I want a combo gas pellet looking at the Memphis ultimate . I don't want to smoke everything I cook. I have a 30 and a 40 MES which like for long smokes. The Austin is it a combo gas/pellet ?


----------



## Albert77 (Feb 20, 2020)

Smoker only


----------



## TNJAKE (Feb 20, 2020)

wajski said:


> I want a combo gas pellet looking at the Memphis ultimate . I don't want to smoke everything I cook. I have a 30 and a 40 MES which like for long smokes. The Austin is it a combo gas/pellet ?


No. I'd never buy a combo personally. You can grill or smoke on the Austin xl.
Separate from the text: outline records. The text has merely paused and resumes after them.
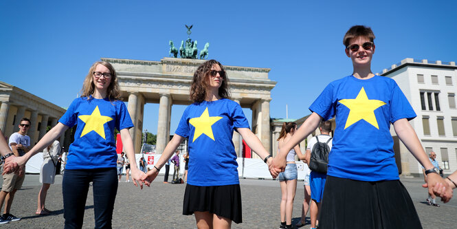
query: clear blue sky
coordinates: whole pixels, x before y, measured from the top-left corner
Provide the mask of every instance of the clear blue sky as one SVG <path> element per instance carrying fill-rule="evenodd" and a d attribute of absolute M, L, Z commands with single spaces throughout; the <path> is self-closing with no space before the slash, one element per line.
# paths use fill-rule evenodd
<path fill-rule="evenodd" d="M 272 118 L 300 118 L 330 82 L 350 74 L 342 39 L 377 36 L 372 70 L 405 58 L 457 61 L 454 1 L 1 1 L 0 80 L 67 107 L 102 57 L 159 61 L 187 38 L 223 65 L 268 67 Z M 229 76 L 230 77 L 230 76 Z M 157 133 L 158 105 L 144 128 Z M 174 106 L 174 133 L 183 111 Z M 245 109 L 248 119 L 251 112 Z"/>

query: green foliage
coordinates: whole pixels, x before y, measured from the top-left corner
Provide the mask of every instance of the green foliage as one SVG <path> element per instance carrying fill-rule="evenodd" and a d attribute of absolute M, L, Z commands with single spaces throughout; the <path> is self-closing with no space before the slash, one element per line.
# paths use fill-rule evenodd
<path fill-rule="evenodd" d="M 155 144 L 155 142 L 157 140 L 157 135 L 152 134 L 149 132 L 146 132 L 146 144 Z M 142 137 L 143 138 L 143 139 L 144 139 L 144 133 L 143 133 Z"/>

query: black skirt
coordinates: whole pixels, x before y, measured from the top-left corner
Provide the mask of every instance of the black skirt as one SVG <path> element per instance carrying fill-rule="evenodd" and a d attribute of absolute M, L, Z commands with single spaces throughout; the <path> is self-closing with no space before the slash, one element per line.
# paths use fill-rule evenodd
<path fill-rule="evenodd" d="M 422 228 L 399 180 L 361 182 L 327 176 L 320 229 Z"/>
<path fill-rule="evenodd" d="M 188 184 L 184 193 L 183 215 L 192 215 L 194 212 L 210 212 L 236 223 L 241 223 L 240 185 L 197 186 Z"/>

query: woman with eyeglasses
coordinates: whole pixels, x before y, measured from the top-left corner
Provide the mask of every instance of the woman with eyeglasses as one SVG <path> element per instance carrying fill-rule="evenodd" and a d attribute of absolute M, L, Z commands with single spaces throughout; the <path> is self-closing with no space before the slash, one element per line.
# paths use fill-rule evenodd
<path fill-rule="evenodd" d="M 27 153 L 5 164 L 5 172 L 14 172 L 37 152 L 50 144 L 69 128 L 77 125 L 74 142 L 69 149 L 62 182 L 65 228 L 80 228 L 89 183 L 93 182 L 96 228 L 111 228 L 118 192 L 114 129 L 120 131 L 124 149 L 135 162 L 133 143 L 129 129 L 133 127 L 127 108 L 120 100 L 116 72 L 108 62 L 96 62 L 86 76 L 81 96 L 75 99 L 52 128 Z M 142 174 L 131 164 L 132 179 L 137 186 Z"/>
<path fill-rule="evenodd" d="M 233 131 L 268 164 L 271 160 L 249 129 L 240 105 L 230 100 L 228 78 L 214 60 L 201 64 L 190 85 L 194 102 L 184 111 L 173 138 L 144 179 L 146 185 L 186 138 L 189 138 L 189 166 L 183 215 L 194 215 L 199 228 L 230 228 L 242 222 L 241 193 Z"/>

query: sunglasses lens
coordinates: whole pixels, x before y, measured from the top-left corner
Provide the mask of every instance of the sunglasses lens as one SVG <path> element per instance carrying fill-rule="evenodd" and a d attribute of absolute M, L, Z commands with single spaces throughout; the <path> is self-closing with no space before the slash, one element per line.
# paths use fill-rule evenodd
<path fill-rule="evenodd" d="M 352 45 L 349 46 L 349 49 L 350 50 L 350 51 L 357 52 L 357 50 L 359 50 L 359 45 L 357 44 Z"/>
<path fill-rule="evenodd" d="M 371 43 L 371 42 L 366 42 L 361 45 L 361 47 L 363 47 L 364 50 L 370 50 L 373 47 L 373 45 Z"/>

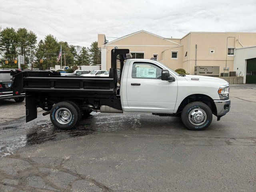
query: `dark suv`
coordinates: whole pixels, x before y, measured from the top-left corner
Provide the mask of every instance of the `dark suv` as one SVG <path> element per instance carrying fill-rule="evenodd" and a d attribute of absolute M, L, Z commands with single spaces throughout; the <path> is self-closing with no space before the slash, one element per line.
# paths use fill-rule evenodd
<path fill-rule="evenodd" d="M 12 79 L 10 71 L 0 70 L 0 100 L 14 99 L 17 102 L 22 102 L 25 98 L 25 94 L 14 95 L 12 87 Z"/>

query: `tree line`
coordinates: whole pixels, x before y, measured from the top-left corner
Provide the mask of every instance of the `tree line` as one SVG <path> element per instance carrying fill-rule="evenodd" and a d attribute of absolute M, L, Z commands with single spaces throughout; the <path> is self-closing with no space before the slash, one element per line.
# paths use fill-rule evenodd
<path fill-rule="evenodd" d="M 89 47 L 69 45 L 67 42 L 58 41 L 52 34 L 37 42 L 37 36 L 25 28 L 15 30 L 13 28 L 0 27 L 0 64 L 2 68 L 18 68 L 14 60 L 19 55 L 25 58 L 24 68 L 30 64 L 33 68 L 49 69 L 60 65 L 57 58 L 62 48 L 62 66 L 97 65 L 101 64 L 101 52 L 98 42 L 93 42 Z M 5 61 L 8 61 L 6 64 Z"/>

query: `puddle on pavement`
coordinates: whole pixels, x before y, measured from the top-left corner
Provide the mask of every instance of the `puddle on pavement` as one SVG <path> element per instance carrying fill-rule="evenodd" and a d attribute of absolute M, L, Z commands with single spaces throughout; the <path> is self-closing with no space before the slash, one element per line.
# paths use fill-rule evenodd
<path fill-rule="evenodd" d="M 60 130 L 52 124 L 48 116 L 40 116 L 25 123 L 25 118 L 0 125 L 0 158 L 13 154 L 25 146 L 40 144 L 89 134 L 115 132 L 128 129 L 137 130 L 141 126 L 139 114 L 100 114 L 92 112 L 70 130 Z"/>

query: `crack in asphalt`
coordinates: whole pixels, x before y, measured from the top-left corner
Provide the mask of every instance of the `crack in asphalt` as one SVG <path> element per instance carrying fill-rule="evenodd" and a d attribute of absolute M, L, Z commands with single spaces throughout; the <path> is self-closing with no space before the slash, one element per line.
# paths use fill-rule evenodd
<path fill-rule="evenodd" d="M 96 180 L 93 178 L 91 178 L 84 174 L 80 174 L 77 172 L 74 172 L 64 167 L 63 163 L 65 160 L 66 160 L 66 159 L 65 158 L 62 159 L 61 163 L 59 165 L 54 166 L 50 164 L 39 163 L 32 160 L 29 158 L 22 157 L 18 155 L 12 155 L 7 156 L 6 158 L 22 160 L 27 162 L 31 166 L 18 172 L 17 174 L 14 175 L 8 174 L 4 171 L 0 170 L 0 184 L 15 188 L 15 189 L 12 191 L 12 192 L 18 192 L 22 190 L 28 190 L 35 192 L 51 192 L 54 191 L 69 192 L 72 191 L 72 183 L 74 182 L 74 181 L 79 180 L 83 180 L 93 183 L 99 188 L 101 188 L 103 191 L 114 191 L 104 184 Z M 66 188 L 59 187 L 54 182 L 49 180 L 48 178 L 50 174 L 52 173 L 52 172 L 49 171 L 48 173 L 44 172 L 40 170 L 40 169 L 42 168 L 48 168 L 50 169 L 51 170 L 58 170 L 59 172 L 71 175 L 75 177 L 76 178 L 73 181 L 70 182 L 68 186 Z M 33 176 L 41 178 L 47 186 L 55 189 L 53 190 L 29 186 L 28 185 L 28 178 L 30 177 Z M 12 180 L 19 180 L 18 184 L 15 184 L 7 183 L 6 182 L 4 181 L 4 180 L 6 178 Z"/>
<path fill-rule="evenodd" d="M 246 99 L 241 99 L 241 98 L 239 98 L 239 97 L 234 97 L 235 98 L 236 98 L 237 99 L 241 99 L 241 100 L 243 100 L 244 101 L 248 101 L 248 102 L 252 102 L 253 103 L 256 103 L 256 102 L 255 102 L 255 101 L 249 101 L 249 100 L 246 100 Z"/>

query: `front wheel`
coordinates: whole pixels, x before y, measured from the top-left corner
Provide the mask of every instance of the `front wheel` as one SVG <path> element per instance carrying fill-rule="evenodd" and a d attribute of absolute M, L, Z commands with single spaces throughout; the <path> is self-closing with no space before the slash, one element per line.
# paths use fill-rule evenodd
<path fill-rule="evenodd" d="M 51 121 L 54 126 L 61 129 L 67 130 L 76 125 L 78 119 L 76 109 L 69 102 L 60 102 L 51 110 Z"/>
<path fill-rule="evenodd" d="M 211 124 L 212 113 L 208 105 L 202 102 L 189 103 L 181 113 L 182 122 L 190 130 L 201 131 Z"/>

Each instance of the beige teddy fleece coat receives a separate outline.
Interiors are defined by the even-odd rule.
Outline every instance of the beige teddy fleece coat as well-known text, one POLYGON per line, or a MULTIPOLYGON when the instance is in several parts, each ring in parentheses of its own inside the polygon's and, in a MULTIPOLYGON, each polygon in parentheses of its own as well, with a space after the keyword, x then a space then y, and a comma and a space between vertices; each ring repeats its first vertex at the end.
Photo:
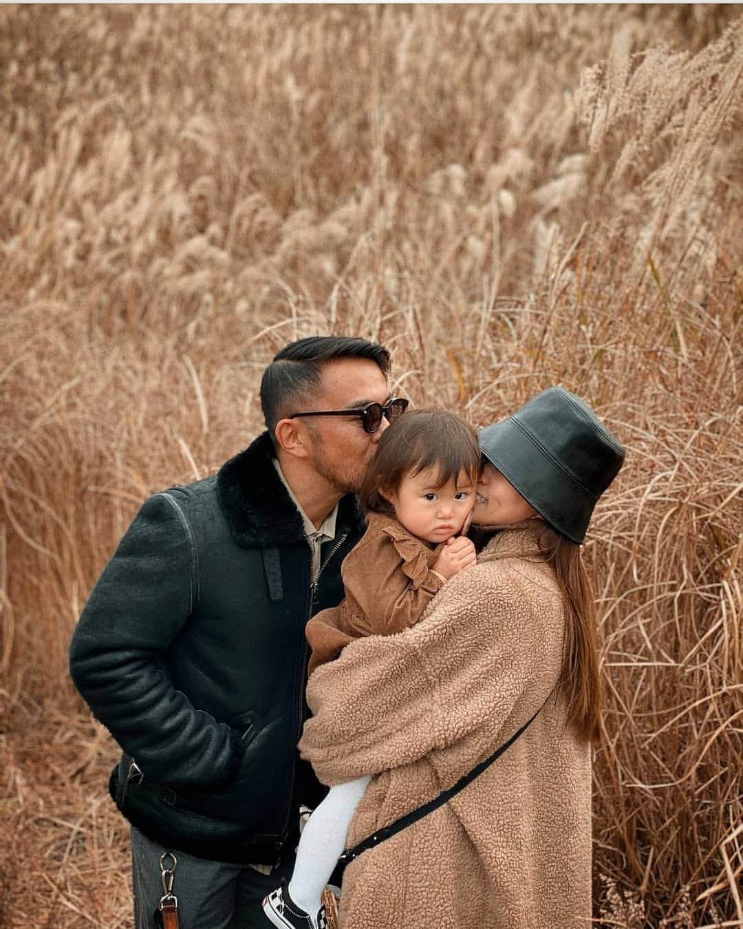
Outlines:
POLYGON ((420 622, 358 639, 311 675, 300 749, 318 777, 375 776, 350 845, 450 787, 544 704, 461 793, 346 868, 342 929, 589 925, 591 754, 556 687, 564 608, 539 544, 551 531, 498 533, 420 622))

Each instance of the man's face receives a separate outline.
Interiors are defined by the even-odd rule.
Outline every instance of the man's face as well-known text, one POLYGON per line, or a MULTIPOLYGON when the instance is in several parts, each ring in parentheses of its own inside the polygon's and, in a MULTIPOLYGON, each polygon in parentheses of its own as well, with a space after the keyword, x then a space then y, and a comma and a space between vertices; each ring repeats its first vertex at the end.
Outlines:
MULTIPOLYGON (((319 390, 303 408, 306 412, 353 410, 369 403, 384 404, 388 398, 385 376, 368 359, 338 359, 323 364, 321 371, 319 390)), ((373 433, 364 432, 359 416, 313 416, 302 422, 318 474, 341 493, 358 493, 366 466, 389 425, 386 419, 373 433)))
Temps range from 180-600


----------



## Albert77 (Feb 20, 2020)

I use my smoker as a grill also, I have a gass grill but never use it anymore, just crank the smoker to max temp.


----------



## NYRED (Feb 20, 2020)

I initially had problems with the right side being much hotter than the left.  Pit Boss customer service told me to remove what they call a diffuser (the thin piece of metal with the hole).  That worked.  I also get a hot spot over the fire box when cooking at higher temps.  If I am cooking anywhere from the smoke setting through 225 the hot spot in the middle is barely noticeable.  At 250 it starts becoming a problem and gets much worse as you I increase the temp.  For ribs or anything else that cooks at lower temps I can load the whole chamber and everything cooks evenly.  For things like chicken parts or anything that I need to cook at 300 or above, I cannot use the middle of the grill at all.  I may try getting the searing grate cover fro the Austin XL.


----------



## Pestilentchild (Feb 20, 2020)

I've had my 1100 for a month now and use it at least 5 times a week. What I have found best is 1. Pull that thin aluminum "diffuser" plate out and throw it as far as you can, preferably into the scrap pile. 2nd. Pick up the insulated blanket for it. These two steps keep the whole grate within 10 degrees of each other and never more than 15 degrees from set temp up to around 300-350. Then there is definitely a hotspot over the fire pot. But if I'm cooking that high it's usually searing something or doing pizza, in which case I just use the temp zones to my advantage.


----------



## wajski (Feb 20, 2020)

TNJAKE said:


> No. I'd never buy a combo personally. You can grill or smoke on the Austin xl. Temps range from 180-600


I don't want everything I grill to have a smoke taste is that possible with a  pellet grill?


----------



## Albert77 (Feb 20, 2020)

I just purchased the austin slide plate,I'll post to see how it works out.


----------



## TNJAKE (Feb 20, 2020)

wajski said:


> I don't want everything I grill to have a smoke taste is that possible with a  pellet grill?


Yes when cooking low pellets burn slower allowing more smoke. When cooking high pellets burn fast which creates less smoke.

Just a fyi though......charcoal also creates smoke and so does propane when your food drippings hit the fire. If you dont like smoke a grill may not be for you anyways


----------



## wajski (Feb 21, 2020)

TNJAKE said:


> Yes when cooking low pellets burn slower allowing more smoke. When cooking high pellets burn fast which creates less smoke.
> 
> Just a fyi though......charcoal also creates smoke and so does propane when your food drippings hit the fire. If you dont like smoke a grill may not be for you anyways


thanks for explaining


----------